The mental health charity Rethink has found that the high-profile cases have at least helped others to admit to a problem, in a British nation where the organisation finds 87 per cent of those suffering from mental illlness still report subliminal discrimination. But the charity's director of communications and campaigns, Mark Davies, believes that "there is a slight danger that high-profile cases make it appear that mental illness is the preserve of those with high-powered, high-pressured positions." The suicide rate in this country is actually at its lowest for 50 years, though it accounts for 20 per cent of all deaths in men aged between 15 to 24. Amid the ceremonials at Elland Road today, spare a thought for the mother of Michael Raven, a 12-year-old schoolboy who was found hanged at his home in Burnley, Lancashire, on Tuesday. It is hard to imagine anyone suffering more. Speed's death – whatever its cause – should at least give reason to reflect on the value of Rethink's "Time to Change" campaign, which seeks to ensure that those on the outside of sport's bubble can share their troubles, too.
Davies speaks of a discrimination that is "subtle, not aggressive" and certainly a long way from that of John Gregory, who when Stan Collymore announced in 1998 that he was suffering from stress, retorted: "You just need to switch on the news to discover what 'stress' really means." Those words are an anachronism, now.
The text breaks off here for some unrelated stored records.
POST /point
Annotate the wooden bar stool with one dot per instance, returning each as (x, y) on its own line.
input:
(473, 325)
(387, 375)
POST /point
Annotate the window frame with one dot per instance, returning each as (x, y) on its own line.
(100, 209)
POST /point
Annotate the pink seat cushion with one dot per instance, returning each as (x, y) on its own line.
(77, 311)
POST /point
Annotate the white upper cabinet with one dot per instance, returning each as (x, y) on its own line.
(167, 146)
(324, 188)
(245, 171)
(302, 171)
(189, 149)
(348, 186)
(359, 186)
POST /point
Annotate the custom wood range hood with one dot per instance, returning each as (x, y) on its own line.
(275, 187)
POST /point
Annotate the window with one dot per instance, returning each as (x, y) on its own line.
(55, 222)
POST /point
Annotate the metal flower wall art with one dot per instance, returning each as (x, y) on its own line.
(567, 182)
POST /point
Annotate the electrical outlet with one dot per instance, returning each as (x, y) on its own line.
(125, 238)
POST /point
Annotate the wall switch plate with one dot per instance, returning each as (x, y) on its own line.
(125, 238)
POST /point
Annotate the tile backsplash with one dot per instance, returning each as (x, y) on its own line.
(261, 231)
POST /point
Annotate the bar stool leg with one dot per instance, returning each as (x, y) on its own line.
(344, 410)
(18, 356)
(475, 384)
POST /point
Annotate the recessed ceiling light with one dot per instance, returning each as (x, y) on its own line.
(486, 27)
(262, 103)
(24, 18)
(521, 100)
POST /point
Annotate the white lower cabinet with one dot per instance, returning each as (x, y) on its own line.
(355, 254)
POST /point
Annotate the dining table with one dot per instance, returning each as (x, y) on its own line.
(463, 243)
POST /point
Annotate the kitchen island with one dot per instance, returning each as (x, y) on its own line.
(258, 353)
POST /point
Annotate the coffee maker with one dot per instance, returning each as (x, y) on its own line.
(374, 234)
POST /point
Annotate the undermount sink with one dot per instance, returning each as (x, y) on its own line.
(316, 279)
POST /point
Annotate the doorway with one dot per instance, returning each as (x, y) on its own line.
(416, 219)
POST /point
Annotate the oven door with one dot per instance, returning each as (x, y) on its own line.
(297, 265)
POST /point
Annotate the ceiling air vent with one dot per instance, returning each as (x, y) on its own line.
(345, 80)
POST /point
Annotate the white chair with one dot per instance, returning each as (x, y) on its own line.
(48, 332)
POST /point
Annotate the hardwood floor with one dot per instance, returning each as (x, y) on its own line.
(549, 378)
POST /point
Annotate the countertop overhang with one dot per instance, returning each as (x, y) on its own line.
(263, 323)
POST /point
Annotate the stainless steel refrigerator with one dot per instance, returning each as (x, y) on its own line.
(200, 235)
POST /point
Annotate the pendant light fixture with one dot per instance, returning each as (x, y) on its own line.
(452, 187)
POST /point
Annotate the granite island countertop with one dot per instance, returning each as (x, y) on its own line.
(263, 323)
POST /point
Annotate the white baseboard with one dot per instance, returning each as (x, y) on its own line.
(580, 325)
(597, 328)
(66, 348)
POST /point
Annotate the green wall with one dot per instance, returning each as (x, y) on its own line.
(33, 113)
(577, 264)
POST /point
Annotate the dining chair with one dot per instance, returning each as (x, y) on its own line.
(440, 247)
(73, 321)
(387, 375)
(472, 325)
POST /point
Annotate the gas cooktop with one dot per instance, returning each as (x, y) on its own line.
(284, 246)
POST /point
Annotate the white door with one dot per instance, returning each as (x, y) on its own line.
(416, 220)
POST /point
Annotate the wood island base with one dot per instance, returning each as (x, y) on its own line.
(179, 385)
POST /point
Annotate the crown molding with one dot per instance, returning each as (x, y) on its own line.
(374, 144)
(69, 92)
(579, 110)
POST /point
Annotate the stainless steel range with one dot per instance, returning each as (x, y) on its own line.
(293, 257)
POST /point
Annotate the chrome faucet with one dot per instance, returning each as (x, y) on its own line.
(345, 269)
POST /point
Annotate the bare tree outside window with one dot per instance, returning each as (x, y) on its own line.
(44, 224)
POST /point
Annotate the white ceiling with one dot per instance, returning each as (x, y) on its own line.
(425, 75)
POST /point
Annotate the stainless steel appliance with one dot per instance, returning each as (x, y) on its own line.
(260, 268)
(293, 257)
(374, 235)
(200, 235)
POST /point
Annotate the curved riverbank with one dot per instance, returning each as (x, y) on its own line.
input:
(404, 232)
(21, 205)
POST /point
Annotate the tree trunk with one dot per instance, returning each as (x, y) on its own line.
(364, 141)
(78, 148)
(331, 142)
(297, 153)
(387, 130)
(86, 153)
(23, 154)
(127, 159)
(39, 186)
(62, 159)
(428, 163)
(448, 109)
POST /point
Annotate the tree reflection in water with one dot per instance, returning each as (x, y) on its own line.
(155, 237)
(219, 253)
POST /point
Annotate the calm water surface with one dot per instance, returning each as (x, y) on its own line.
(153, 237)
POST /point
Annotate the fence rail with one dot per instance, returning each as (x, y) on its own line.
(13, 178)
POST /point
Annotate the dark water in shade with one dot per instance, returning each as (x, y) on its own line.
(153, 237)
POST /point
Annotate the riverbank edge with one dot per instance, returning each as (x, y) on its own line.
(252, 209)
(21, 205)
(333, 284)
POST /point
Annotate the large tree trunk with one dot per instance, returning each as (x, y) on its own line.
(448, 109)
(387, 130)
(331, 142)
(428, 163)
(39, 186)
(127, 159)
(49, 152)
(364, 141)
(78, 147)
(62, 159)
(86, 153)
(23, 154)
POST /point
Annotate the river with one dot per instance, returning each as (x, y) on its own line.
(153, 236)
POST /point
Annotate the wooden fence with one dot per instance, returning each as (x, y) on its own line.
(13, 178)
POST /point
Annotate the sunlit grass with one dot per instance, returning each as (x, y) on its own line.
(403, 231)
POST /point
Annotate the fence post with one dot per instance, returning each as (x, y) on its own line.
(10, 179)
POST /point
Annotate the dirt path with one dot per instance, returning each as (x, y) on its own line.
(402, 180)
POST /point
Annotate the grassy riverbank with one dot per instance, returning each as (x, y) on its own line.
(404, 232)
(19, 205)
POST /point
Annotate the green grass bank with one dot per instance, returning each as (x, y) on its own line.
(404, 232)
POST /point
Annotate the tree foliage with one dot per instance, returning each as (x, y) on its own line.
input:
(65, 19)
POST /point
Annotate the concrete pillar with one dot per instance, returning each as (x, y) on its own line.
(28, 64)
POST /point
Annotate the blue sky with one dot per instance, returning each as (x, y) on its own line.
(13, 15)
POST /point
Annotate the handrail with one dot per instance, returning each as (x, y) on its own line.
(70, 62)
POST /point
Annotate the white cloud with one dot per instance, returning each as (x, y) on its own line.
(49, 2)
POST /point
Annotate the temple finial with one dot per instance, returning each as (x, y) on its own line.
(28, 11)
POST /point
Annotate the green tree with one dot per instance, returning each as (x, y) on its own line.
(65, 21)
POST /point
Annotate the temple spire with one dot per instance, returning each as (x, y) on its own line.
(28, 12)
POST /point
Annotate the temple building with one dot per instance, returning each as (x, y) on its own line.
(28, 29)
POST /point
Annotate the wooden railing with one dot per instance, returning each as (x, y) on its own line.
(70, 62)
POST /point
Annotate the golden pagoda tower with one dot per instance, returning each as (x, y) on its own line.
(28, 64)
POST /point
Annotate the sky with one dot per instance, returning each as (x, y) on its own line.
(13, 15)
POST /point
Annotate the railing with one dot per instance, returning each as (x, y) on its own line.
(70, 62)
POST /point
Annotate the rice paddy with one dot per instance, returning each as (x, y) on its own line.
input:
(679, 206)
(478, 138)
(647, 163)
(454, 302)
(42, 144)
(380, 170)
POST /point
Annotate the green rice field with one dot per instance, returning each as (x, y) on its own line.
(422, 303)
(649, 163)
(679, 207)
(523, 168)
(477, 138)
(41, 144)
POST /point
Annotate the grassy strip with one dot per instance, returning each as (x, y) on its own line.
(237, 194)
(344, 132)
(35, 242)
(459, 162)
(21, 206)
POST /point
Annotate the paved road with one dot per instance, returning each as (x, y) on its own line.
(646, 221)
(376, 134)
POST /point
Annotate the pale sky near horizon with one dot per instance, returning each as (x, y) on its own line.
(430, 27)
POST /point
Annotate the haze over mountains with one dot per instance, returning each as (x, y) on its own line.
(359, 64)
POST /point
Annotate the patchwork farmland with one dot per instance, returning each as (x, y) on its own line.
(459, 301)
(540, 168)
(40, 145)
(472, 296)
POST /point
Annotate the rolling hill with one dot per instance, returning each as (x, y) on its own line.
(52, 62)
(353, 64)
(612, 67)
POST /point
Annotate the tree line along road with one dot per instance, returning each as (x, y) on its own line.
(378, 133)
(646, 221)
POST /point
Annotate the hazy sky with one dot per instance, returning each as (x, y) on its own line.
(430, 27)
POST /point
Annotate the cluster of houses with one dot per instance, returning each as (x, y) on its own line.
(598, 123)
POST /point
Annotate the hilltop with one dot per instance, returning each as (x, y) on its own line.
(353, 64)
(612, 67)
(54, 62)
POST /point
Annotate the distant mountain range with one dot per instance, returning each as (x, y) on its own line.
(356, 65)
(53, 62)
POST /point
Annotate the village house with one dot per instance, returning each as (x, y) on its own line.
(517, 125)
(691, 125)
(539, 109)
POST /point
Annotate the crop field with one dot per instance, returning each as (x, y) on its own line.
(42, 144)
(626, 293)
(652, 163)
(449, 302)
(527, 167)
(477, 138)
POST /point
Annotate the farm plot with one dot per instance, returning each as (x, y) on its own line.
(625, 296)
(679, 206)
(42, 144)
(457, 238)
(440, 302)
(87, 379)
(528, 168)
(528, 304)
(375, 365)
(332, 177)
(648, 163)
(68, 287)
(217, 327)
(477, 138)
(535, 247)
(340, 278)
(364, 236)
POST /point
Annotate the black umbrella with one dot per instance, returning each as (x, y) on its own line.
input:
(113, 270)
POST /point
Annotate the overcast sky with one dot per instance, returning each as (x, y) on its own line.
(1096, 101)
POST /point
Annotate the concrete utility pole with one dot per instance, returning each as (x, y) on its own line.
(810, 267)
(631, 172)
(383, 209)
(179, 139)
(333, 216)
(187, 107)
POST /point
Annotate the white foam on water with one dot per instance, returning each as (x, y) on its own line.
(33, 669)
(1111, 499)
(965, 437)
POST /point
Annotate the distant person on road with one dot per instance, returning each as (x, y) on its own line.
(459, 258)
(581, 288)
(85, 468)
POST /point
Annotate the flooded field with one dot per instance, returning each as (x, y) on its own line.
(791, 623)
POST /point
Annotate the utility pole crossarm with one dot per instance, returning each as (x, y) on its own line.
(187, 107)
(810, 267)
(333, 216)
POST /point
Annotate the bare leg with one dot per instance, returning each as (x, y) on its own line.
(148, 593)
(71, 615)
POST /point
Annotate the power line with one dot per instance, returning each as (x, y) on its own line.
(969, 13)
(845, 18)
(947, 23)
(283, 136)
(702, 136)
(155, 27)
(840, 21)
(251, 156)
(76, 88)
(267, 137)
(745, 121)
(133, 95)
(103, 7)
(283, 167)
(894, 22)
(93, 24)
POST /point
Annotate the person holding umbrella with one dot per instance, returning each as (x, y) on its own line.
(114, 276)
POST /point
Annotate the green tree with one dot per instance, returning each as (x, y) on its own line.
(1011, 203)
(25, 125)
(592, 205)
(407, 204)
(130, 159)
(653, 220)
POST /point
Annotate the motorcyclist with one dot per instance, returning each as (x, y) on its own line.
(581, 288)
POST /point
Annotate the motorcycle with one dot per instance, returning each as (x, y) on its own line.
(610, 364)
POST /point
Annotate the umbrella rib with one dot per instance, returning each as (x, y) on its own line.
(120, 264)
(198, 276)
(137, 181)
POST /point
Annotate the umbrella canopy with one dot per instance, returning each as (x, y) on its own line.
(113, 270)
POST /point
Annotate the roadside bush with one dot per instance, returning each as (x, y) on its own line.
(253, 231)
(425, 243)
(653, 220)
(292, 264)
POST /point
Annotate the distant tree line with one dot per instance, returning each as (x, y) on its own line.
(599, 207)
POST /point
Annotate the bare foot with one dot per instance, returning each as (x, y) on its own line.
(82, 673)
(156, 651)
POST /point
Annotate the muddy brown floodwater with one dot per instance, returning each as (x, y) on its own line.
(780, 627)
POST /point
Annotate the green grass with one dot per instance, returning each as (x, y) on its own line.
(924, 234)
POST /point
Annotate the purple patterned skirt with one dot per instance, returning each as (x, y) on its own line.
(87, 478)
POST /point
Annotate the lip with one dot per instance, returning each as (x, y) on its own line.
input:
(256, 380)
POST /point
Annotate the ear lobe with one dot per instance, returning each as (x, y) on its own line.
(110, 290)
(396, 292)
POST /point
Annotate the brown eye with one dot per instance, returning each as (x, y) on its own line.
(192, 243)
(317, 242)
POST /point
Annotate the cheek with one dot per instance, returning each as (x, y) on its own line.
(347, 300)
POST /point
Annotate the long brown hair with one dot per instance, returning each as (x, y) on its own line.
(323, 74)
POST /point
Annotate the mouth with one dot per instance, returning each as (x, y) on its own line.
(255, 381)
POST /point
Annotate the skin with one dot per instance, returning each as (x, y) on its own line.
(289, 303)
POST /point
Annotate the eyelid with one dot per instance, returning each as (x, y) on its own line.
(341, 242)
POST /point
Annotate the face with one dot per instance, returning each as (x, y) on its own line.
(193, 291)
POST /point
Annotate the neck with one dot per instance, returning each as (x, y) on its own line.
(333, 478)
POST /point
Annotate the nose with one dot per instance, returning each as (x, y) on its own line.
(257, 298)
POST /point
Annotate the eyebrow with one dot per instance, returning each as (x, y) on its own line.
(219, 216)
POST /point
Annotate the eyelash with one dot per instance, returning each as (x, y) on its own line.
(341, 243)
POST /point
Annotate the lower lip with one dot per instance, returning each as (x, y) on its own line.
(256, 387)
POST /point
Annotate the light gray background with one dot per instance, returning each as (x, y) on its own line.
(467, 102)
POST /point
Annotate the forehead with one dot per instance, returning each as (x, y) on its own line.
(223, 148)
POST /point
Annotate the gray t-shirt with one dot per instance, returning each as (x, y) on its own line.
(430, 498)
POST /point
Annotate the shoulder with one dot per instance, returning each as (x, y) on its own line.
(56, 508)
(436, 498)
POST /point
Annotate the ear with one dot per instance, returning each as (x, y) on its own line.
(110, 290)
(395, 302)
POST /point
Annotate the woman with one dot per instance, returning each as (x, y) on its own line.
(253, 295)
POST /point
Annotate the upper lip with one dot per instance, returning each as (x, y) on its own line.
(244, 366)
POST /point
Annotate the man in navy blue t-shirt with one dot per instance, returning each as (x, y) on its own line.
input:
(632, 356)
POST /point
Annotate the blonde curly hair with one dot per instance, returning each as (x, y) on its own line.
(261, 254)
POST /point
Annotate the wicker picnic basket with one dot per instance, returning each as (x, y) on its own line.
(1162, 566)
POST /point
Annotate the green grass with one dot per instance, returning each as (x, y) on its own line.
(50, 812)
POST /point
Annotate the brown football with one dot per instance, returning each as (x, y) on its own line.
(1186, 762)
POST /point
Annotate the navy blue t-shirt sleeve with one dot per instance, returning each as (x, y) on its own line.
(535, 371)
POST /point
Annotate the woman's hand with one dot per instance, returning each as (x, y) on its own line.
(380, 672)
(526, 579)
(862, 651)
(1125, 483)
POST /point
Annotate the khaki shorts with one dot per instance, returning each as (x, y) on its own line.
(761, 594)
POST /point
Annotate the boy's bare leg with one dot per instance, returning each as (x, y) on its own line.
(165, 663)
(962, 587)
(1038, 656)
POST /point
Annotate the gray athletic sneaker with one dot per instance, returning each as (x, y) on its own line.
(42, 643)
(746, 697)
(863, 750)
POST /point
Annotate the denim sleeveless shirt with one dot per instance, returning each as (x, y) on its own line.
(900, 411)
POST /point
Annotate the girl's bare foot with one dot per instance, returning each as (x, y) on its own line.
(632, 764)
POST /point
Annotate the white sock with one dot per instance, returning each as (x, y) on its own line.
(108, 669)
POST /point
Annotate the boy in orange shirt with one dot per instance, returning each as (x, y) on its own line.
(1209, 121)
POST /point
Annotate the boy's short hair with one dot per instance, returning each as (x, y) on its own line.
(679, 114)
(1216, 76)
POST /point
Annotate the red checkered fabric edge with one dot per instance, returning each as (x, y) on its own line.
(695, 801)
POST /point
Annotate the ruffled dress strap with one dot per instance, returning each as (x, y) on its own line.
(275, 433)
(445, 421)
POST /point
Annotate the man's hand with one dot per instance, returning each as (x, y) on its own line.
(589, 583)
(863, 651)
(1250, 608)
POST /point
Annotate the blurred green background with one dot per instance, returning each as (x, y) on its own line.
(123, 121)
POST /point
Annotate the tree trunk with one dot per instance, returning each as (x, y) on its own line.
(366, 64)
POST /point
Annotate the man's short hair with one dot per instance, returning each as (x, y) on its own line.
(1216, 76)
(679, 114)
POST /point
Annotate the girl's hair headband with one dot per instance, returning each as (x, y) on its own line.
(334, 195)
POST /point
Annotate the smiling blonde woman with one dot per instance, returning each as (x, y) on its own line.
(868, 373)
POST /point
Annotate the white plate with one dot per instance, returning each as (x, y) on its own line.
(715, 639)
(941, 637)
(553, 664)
In Cologne this week, minds turned back once again to Enke, as the referee Babak Rafati a Fifa-listed Bundesliga referee, placed himself under psychiatric care after his attempt to bleed to death in a hotel bathroom before a match. "I hope it is not business as usual, so soon after the death of Robert Enke," said Wolfgang Mierswa, a local refereeing official. This was not a case of German complacency, though, or indeed a case of anything quantifiable at all. It was simply another individual unable to bring himself to take preventative action which, in the final outcome, failed to save Enke's life. "Robert's death showed what a monster illness this is," said Reng. "It is a life threatening illness. Just as with cancer, you might just survive. Or you might not."